In a week when I injured my leg jumping from a wall and went on to get my car clamped I have to celebrate my own humanity, the flaws in myself, my own stupidity. I present a portrait of both myself and my car sporting immobility boots.
So I can have not better companion than Czeslaw Milosz, the Polish Nobel Laureate who was born on this day in 1911. Born in what is today Lithuania in what was then the Russian Empire, but speaking Polish, Milosz has that quality common amongst writers who struggle between their national and linguistic identities. You will see it in Irish, Indian and African writers who write in English. The disassociation between language and race promotes a focus on the weight of words, how words can shape meaning and identity.
Milosz was happy to resolve his identity by a refusal to identify. To the ire of various activists he refused to be either Polish or Lithuanian.
Milosz went on to become a citizen of Nazi Poland. He refused to become a supporter of the short lived Warsaw uprising, holding to his determination of what he was not.
Then he was a comrade of Stalinist Russian Poland and eventually became the polar opposite; a citizen of the United States of America.
As to my own stupidity….volumes could not cover it. I could fill a library.
The history of my stupidity; by Czeslaw Milosz
The history of my stupidity would fill many volumes.
Some would be devoted to acting against consciousness,
like the flight of a moth which, had it known,
would have tended nevertheless toward the candle’s flame.
Others would deal with ways to silence anxiety,
the little whisper which, though it is a warning, is ignored.

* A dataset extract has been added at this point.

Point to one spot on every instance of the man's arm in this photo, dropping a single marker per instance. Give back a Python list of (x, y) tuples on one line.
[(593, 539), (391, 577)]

I would deal separately with satisfaction and pride,
the time when I was among their adherents
who strut victoriously, unsuspecting.
But all of them would have one subject, desire,
if only my own — but no, not at all; alas,
I was driven because I wanted to be like others.
I was afraid of what was wild and indecent in me.
The history of my stupidity will not be written.
For one thing, it’s late. And the truth is laborious.